Furthermore - the reorganization indeed has an impact on the computation result, but if you look at it from compiler perspective - it lives in the int main() world and when doing time measurements - it peeps out, asks the kernel to give it the current time, and goes back into the main world where the actual time of the outside world doesn't really matter. The clock() itself won't affect the program and variables and program behaviour won't affect that clock() function.

The clocks values are used to calculate difference between them - that is what you asked for. If there is something going on, between the two measuring, is not relevant from compilers perspective since what you asked for was clock difference and the code between the measuring won't affect the measuring as a process.

This however doesn't change the fact that the described behaviour is very unpleasant.

Even though inaccurate measurements are unpleasant, it could get much more worse and even dangerous.

Consider the following code taken from this site:

void GetData(char *MFAddr) {
    char pwd[64];
    if (GetPasswordFromUser(pwd, sizeof(pwd))) {
        if (ConnectToMainframe(MFAddr, pwd)) {
              // Interaction with mainframe
        }
    }
    memset(pwd, 0, sizeof(pwd));
}

When compiled normally, everything is OK, but if optimizations are applied, the memset call will be optimized out which may result in a serious security flaw. Why does it get optimized out? It is very simple; the compiler again thinks in its main() world and considers the memset to be a dead store since the variable pwd is not used afterwards and won't affect the program itself.

Solution 2:

The compiler cannot exchange the two clock calls. t1 must be set after t0. Both calls are observable side effects. The compiler may reorder anything between those observable effects, and even over an observable side effect, as long as the observations are consistent with possible observations of an abstract machine.
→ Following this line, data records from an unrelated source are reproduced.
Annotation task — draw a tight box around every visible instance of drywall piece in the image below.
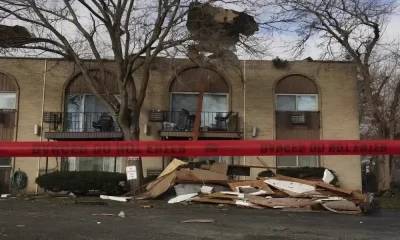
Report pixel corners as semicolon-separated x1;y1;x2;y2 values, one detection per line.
264;179;315;194
168;193;198;204
99;195;133;202
322;169;335;184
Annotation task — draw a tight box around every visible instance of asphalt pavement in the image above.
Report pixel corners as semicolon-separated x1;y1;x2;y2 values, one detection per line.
0;197;400;240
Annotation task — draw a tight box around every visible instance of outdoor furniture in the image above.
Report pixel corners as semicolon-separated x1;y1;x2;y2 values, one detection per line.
181;108;196;130
215;111;232;130
92;113;115;132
Since the C++ abstract machine is not formally restricted to finite speeds, it could execute veryLongComputation() in zero time. Execution time itself is not defined as an observable effect. Real implementations may match that.

Mind you, a lot of this answer depends on the C++ standard not imposing restrictions on compilers.

Solution 3:

Yes, it is legal - if the compiler can see the entirety of the code that occurs between the clock() calls.

Solution 4:

If veryLongComputation() internally performs any opaque function call, then no, because the compiler cannot guarantee that its side effects would be interchangeable with those of clock().

Otherwise, yes, it is interchangeable.
This is the price you pay for using a language in which time isn't a first-class entity.

Note that memory allocation (such as new) can fall in this category, as allocation function can be defined in a different translation unit and not compiled until the current translation unit is already compiled. So, if you merely allocate memory, the compiler is forced to treat the allocation and deallocation as worst-case barriers for everything -- clock(), memory barriers, and everything else -- unless it already has the code for the memory allocator and can prove that this is not necessary. In practice I don't think any compiler actually looks at the allocator code to try to prove this, so these types of function calls serve as barriers in practice.